Ann Hart Marquis-Chalk Hill Oak-painting a river

Chalk Hill Oak, acrylic on birch panel, 20 x 20 inches, 2015. ©Ann Hart marquis

Here is the original painting which I thought was rather mundane. I am happy that it is still part of my new painting. Nothing ventured, nothing gained.

Finishing a Painting

Last summer, I spent three weeks in June at an artist residency in Sonoma County, California. During that time I painted seven paintings that I considered finished when I left and one that I knew was incomplete. My task, finishing a painting.

Because I got off on another painting tangent, I have not paid much attention to that series. I have been recently been asked to hang 7-10 paintings for the New Mexico Cancer Center Foundation Annual art exhibit in March. My summer series seemed perfect for that exhibit, so I took a long look at them again, and decided to complete the one that I had not finished.

Here is how it looked when I left California. It needed a lot of help.

Evening #1

Evening #1

Here is how it looked after working on it for several hours.

Evening #2

Evening #2

And here is how it looks for now. I think it is finished, but I have to live with it a while.

Ann Hart Marquis-Evening at Chalk Hill- finishing a painting

Evening at Chalk Hill, acrylic and ink on birch wood panel, 18 x 24 1.5 inches.

After working on this, I started to look at the remaining paintings. I really liked three of them, but the others I thought needed a touch-up here and there. I painted these paintings almost eight months ago. During that time my painting style has evolved. I have some paintings or have sold some paintings that I still would not change a brush stroke. It seems to be an arbitrary arrangement for me.

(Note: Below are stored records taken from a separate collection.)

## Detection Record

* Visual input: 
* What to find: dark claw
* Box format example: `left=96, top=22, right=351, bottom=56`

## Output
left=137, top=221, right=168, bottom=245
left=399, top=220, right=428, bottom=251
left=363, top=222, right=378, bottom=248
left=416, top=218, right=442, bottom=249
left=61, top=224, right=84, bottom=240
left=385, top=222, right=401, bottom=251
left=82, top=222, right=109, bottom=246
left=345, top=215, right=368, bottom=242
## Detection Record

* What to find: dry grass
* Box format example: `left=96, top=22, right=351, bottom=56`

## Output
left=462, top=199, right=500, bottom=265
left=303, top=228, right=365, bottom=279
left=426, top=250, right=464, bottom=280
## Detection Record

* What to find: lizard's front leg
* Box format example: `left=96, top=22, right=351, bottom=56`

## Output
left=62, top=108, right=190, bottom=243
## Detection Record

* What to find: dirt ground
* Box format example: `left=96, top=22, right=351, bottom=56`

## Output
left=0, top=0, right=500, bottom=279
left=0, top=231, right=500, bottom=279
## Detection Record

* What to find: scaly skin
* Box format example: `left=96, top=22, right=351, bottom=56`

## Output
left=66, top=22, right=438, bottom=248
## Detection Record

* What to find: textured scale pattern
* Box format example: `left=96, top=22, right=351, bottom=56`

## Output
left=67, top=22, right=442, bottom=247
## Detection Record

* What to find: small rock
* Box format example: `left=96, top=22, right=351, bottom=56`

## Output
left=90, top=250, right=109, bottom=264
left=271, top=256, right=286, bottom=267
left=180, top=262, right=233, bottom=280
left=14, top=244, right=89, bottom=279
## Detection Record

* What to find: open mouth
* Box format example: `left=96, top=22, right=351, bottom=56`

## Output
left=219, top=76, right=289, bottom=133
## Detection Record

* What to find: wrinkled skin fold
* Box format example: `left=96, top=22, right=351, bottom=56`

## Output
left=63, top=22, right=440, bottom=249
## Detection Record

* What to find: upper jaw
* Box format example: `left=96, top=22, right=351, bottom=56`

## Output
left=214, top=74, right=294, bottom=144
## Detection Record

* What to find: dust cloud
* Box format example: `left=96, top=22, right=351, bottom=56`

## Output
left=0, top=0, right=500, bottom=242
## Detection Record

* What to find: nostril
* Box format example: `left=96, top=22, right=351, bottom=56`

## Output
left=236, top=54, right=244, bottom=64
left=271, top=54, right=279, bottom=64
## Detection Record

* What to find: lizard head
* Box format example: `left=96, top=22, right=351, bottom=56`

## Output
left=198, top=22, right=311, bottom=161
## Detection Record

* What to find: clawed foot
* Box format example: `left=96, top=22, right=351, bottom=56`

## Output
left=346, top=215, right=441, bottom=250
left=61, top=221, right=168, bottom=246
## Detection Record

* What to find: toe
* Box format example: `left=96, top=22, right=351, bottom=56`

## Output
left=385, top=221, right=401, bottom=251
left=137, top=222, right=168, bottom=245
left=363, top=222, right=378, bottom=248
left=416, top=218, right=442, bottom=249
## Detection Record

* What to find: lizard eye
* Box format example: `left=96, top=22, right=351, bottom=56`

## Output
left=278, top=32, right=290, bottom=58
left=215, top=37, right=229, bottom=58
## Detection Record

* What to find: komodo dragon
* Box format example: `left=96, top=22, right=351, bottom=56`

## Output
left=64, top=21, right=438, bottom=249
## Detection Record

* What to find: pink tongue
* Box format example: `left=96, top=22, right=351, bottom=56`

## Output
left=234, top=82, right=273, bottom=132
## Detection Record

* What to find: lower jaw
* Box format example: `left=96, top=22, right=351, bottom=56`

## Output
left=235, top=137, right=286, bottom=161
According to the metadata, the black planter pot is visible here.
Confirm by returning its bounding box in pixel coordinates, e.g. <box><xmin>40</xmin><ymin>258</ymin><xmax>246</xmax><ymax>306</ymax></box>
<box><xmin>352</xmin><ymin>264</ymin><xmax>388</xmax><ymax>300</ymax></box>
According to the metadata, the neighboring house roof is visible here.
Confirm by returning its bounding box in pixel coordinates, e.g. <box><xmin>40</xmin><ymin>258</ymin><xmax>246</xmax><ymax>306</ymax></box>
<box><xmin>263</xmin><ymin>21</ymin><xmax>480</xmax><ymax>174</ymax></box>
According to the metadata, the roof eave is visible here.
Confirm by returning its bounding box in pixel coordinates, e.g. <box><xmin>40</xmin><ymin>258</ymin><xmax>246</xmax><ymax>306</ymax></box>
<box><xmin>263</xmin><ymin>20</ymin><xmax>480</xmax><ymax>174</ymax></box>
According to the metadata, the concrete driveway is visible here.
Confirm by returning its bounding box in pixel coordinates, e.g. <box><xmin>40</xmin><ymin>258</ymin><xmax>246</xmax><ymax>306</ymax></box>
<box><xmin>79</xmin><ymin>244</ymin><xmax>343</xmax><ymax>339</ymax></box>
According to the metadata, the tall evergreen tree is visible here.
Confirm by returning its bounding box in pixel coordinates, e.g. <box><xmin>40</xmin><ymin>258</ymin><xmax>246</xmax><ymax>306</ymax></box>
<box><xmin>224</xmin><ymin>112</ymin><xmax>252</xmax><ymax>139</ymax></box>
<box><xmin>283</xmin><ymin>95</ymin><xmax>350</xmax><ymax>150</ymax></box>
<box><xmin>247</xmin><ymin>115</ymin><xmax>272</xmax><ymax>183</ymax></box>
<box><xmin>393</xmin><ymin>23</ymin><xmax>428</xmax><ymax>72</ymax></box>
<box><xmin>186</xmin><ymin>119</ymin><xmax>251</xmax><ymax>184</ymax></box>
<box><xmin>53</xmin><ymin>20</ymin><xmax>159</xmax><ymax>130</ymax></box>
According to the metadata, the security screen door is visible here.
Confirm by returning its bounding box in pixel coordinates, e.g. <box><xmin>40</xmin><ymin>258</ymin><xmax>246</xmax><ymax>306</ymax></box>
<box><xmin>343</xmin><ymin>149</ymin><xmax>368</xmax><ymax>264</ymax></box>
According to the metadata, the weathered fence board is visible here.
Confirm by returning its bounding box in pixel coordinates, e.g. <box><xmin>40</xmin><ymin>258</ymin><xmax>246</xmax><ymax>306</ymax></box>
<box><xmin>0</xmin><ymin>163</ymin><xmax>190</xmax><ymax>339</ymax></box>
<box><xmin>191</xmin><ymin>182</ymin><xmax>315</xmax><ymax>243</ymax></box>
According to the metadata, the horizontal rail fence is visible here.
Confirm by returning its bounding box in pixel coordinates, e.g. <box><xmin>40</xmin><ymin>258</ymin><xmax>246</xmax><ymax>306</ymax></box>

So now with this painting finished and the others resolved, I seem to be almost ready for the exhibit. But it is almost three months from now. Where will I be then?

The Fauvists

For the last four weeks I have been painting with gray as a major component in my paintings. As one could imagine, I have grown tired of grayed down colors for now. So this week I decided to create a painting that has little or no gray.

Fauvists

Optimistically Tenacious, acrylic and ink on canvas, 14 x 1.5 inches.

It felt wonderful to get back to bright pure color. After I finished this painting I was reminded of my first painting teacher Carol Watanabe who considered herself a Fauve artist. Her class took place in Soréze, France and then later in Collioure, France. Here is an example of her work.

Carol Watanabe

Carol Watanabe

The Fauvists

The Fauvists were French painters whose members shared the use of intense color as a vehicle for describing light and space, and who redefined pure color and form as a means of communicating the artist’s emotional state.

Fauvism was the first of the avant-garde movements that flourished in France in the early years of the twentieth century. Their spontaneous, often subjective response to nature was expressed in bold, high-keyed, vibrant colors sometimes directly from the tube.

Henri Matisse

Henri Matisse

“Henri Matisse (French, 1869–1954) and André Derain (French, 1880–1954) first  introduced unnaturalistic color and vivid brushstrokes into their paintings in the summer of 1905, working together in the small fishing port of Collioure on the Mediterranean coast. When their paintings were exhibited later that year at the Salon d’ Automne in Paris they inspired an art critic to call them fauves (“wild beasts”).”

Although I never considered myself a fauvist, that use of bold color has stayed with me and frequently I have to force myself not to use colors that are really too intense. Graying down a color took me while to appreciate.